Was hilft einem eine noch so schöne Theorie zur Abgrenzung von Raub und räuberischer Erpressung, die sich irgendein Professor auf einem weißen Blatt ausgedacht hat, wenn das einzige Beweismittel ein Zeuge ist, der nur über den äußeren Hergang aussagen kann? Was hilft einem die tolle Abgrenzung vom Täterschaft und Teilnahme, wenn die ganze kriminelle Organisation zusammenarbeitet und man leider nicht feststellen kann, wie gewichtig der Tatbeitrag von Pate X oder Einbrecher Y ist?

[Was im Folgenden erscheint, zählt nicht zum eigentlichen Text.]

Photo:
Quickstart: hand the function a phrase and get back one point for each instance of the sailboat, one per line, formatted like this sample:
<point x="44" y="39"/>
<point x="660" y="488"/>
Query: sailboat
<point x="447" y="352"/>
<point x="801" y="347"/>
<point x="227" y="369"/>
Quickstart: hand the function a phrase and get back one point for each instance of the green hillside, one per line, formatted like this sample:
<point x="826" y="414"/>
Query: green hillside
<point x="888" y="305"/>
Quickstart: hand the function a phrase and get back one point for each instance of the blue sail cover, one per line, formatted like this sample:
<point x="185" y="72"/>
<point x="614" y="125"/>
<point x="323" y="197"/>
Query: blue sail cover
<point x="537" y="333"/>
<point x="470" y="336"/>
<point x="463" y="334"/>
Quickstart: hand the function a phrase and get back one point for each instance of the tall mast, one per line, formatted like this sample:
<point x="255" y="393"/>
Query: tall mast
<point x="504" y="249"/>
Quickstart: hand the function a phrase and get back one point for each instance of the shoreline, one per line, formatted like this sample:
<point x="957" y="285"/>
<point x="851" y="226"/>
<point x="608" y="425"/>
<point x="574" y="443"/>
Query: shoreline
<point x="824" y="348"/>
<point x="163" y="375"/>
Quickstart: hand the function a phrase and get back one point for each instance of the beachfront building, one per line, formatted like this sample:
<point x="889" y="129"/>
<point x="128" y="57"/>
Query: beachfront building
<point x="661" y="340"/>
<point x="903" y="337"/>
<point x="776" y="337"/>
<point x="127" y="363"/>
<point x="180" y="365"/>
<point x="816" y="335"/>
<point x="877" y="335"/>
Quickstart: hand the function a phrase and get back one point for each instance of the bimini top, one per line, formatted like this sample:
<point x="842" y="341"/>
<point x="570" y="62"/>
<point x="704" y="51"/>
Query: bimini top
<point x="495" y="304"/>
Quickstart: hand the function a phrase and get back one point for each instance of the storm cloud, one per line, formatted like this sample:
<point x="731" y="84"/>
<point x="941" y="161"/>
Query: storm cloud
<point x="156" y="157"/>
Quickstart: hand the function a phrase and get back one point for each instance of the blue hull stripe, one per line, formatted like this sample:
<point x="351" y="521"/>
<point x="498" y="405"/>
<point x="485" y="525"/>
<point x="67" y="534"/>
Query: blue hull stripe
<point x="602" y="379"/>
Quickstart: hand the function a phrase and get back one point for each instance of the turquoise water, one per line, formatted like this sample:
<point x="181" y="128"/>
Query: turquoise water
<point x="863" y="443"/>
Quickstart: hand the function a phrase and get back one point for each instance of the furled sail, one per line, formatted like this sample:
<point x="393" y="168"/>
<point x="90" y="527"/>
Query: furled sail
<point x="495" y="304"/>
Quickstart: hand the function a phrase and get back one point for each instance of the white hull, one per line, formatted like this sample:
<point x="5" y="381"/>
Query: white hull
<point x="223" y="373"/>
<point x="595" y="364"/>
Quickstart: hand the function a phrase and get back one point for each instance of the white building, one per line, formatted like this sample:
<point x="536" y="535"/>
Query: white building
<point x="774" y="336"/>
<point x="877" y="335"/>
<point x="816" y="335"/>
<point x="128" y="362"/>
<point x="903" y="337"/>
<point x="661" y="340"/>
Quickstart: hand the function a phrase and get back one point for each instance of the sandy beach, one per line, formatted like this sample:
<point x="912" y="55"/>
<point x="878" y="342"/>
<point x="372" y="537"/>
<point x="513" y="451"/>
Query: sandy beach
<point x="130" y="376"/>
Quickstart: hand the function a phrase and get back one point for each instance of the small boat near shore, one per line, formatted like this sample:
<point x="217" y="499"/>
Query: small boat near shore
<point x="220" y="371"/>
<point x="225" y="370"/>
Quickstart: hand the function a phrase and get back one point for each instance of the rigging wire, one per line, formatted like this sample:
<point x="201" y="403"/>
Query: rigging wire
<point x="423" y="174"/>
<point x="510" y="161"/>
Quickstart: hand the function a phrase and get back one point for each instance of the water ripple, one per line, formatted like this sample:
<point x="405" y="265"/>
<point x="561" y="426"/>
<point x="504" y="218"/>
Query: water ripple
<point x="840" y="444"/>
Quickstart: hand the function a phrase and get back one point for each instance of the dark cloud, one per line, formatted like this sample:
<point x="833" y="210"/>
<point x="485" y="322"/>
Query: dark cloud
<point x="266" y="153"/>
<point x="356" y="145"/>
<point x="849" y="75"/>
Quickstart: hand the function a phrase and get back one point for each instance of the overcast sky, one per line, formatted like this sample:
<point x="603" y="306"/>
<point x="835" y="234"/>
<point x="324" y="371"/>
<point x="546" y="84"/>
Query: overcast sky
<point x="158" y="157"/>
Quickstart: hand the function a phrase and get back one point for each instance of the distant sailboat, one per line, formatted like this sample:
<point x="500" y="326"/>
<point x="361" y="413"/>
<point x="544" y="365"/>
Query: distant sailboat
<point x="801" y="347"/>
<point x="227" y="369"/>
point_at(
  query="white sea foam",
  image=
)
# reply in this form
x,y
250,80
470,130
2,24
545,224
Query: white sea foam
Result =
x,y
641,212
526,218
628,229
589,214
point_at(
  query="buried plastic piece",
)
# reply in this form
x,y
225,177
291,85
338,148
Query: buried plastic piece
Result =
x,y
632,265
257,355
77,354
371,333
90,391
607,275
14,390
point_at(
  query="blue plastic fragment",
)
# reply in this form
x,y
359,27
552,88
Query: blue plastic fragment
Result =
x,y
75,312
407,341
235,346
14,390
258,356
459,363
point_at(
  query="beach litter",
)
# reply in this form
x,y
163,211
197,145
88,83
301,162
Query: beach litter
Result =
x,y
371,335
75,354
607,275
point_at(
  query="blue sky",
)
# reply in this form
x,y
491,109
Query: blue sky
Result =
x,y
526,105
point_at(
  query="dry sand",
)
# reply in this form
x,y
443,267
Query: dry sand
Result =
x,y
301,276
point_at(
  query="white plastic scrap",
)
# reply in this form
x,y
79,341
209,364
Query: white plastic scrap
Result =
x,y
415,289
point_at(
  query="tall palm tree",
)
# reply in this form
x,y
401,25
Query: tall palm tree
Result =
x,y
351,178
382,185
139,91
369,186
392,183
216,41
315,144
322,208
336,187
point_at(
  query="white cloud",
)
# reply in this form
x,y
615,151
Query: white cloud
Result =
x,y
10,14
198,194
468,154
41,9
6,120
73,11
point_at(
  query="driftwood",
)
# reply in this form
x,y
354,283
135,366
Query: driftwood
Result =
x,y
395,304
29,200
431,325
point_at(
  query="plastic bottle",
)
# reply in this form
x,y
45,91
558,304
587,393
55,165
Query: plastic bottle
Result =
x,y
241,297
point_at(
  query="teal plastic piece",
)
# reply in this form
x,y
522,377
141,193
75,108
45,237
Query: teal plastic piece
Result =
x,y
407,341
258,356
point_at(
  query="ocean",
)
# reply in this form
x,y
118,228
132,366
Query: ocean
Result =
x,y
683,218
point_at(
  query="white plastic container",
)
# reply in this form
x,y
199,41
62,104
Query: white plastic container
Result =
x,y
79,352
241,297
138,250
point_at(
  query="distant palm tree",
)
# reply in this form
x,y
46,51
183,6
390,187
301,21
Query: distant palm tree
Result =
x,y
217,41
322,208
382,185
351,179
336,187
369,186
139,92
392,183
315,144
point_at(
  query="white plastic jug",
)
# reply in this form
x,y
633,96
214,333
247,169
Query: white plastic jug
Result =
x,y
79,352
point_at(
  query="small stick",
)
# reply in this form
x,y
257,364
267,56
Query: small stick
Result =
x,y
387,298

Sollen wir die Augen davor verschließen, dass Jurastudent J eine Lücke gefunden hat, aufgrund derer er für einen kaltblütig geplanten Mord nur höchstens fünf Jahre kriegen kann, oder sollen wir lieber die alic anwenden? Und ist es so falsch, von der absoluten ausnahmslosen Strafandrohung des § 211 StGB abzurücken, wenn die Täterin jahrelang von dem tyrannischen Opfer gequält und misshandelt wurde?
Im Übrigen sind Richter auch nur Menschen. Vielleicht ist es nicht ganz so einfach, von einer sich langsam entwickelten Rechtsprechung abzuweichen (bei deren Entstehung es vlt. gar keine Literaturmeinungen gab), einzugestehen, dass man alles falsch gemacht hat und sich dann eben denen anzuschließen, die als nächstes einen "ich habs doch schon immer gesagt"-Aufsatz veröffentlichen...
Jedenfalls geht es uns mit unserer Rechtsprechung so schlecht nicht. Die Rechtsprechung ist trotz einiger scheinbarer dogmatischer Lücken wohl bedeutend vorhersehbarer, als sie es beim Umsetzung der allermeisten Literaturansichten und der damit verbundenen Probleme wäre.